Стоит отметить что атмосфера эпохи в странах Восточной Европы способствовала установлению диктатуры. Диктатуры уже оформились в Польше (1926), Литве (1926), Германии, СССР. В том же 1934 году диктатура была установлена и в Латвии[2].

Политика

Начавшийся период, называемый «эпохой безмолвия», характеризовался сворачиванием парламентской демократии и авторитарным правлением. Страной фактически правил триумвират, состоявший из президента (Константин Пятс), главнокомандующего армией (Йохан Лайдонер) и министра внутренних дел (Каарел Ээнпалу)[4]. В марте 1935 года, в Эстонии была введена однопартийная система. Все политические партии были запрешены, вместо них была создана единственная правящая — «Исамаалийт» («Союз отечества»). C 1934 по 1938 год парламент не собирался. При подготовке референдума секретный циркуляр правительства органам исполнительной власти на местах предписывал: «к голосованию не надо допускать таких лиц, о которых известно, что они могут голосовать против национального собрания … их надо немедленно препровождать в руки полиции». В 50 округах из 80 выборы вообще не проводились. Впрочем, чтобы придать своему авторитарному правлению более демократический облик, через четыре года после открытой диктатуры Пятс организовал избрание самого себя президентом[2].

Экономика

Во второй половине 1930-х годов начался рост промышленного производства (до 14 % в год). К 1938 году доля промышленности в национальном доходе достигла 32 %. Доля промышленной продукции в эстонском экспорте выросла с 36 % в конце 1920-х до 44 % к концу 1930-х. Были созданы новые предприятия, усовершенствованы производственные технологии.
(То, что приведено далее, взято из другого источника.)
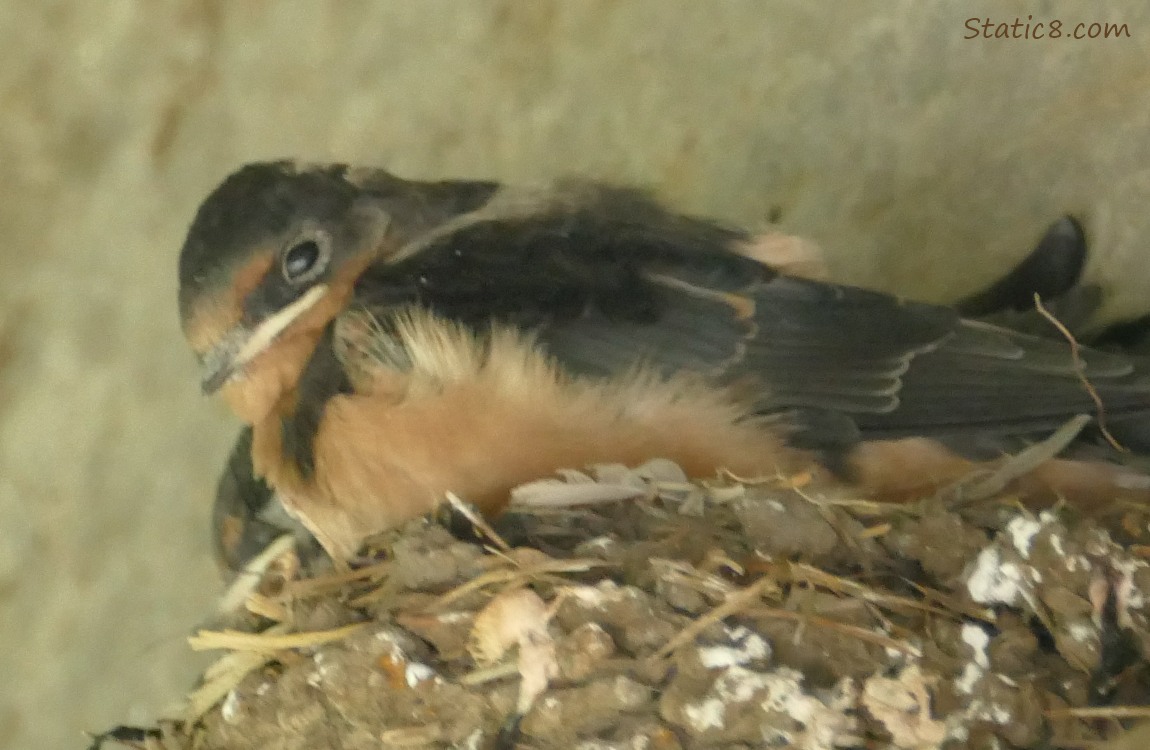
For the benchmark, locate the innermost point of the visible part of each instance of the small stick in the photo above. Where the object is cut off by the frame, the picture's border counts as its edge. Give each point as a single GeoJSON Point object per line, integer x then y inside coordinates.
{"type": "Point", "coordinates": [1080, 367]}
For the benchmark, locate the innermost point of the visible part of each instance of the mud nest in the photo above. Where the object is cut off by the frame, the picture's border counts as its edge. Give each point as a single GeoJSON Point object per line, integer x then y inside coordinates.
{"type": "Point", "coordinates": [668, 614]}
Добыча горючего сланца к 1939 г. достигла 2 млн тонн, было произведено 181 тыс. тонн сланцевого масла и 22,5 тыс. тонн сланцевого бензина. Большое значение для экономики страны имели текстильная, химическая и пищевая промышленность, металлообработка, деревообработка, производство бумаги, добыча торфа и фосфоритов. Было развито сельское хозяйство. В некоторых отраслях промышленности доминировал иностранный капитал.

Главными торговыми партнёрами были Великобритания и Германия. Доля СССР во внешнеторговом обороте к концу 1930-х заметно сократилась. Эстония экспортировала мясные продукты, масло, рыбу, яйца, текстильные товары, бумагу, целлюлозу, фанеру, сланцевое масло и бензин, цемент и стекло; импортировались промышленная продукция и сырье.

Особенностью экономики Эстонии 1930-х годов стало развитие кооперативного движения. В 1939 году «Кооперативный союз Эстонии» объединял свыше 3 тыс. кооперативов, насчитывавших 284 тыс. членов. 200 кооперативных банков обслуживали 77 тыс. клиентов, располагали 52 % всех депозитов в стране и выдали 51 % всех ссуд. 314 молочных кооперативов с 32 тыс. членов произвели 98 % масла и 17 % сыра Эстонии.

Национализм

Пятс лично инициировал крупномасштабную кампанию по эстонизации имён и фамилий. В результате кампании по эстонизации к 1940 году свою фамилию эстонизировало почти 250 000 граждан страны. Впрочем, в процесс принудительной эстонизации антропонимов во второй половине 1930-х годов наиболее активно вовлекались сами этнические эстонцы, имеющие немецкие фамилии, которые им в ХIХ веке давали остзейские немцы, а также сету, которые до этого носили русские имена и фамилии.

Многочисленные русскоязычные, немецкоязычные и шведоязычные граждане могли также изменить фамилии, но в добровольном порядке. Хотя дискриминация по языковому признаку была узаконена в государственном секторе, на смену имён пошли очень немногие представители национальных меньшинств страны. Пятс, мать которого была русской, решил всё же отстраниться от крайне правых, которые выступали за тесное сотрудничество с нацистской Германией и в целом склонялся к поддержке СССР[5].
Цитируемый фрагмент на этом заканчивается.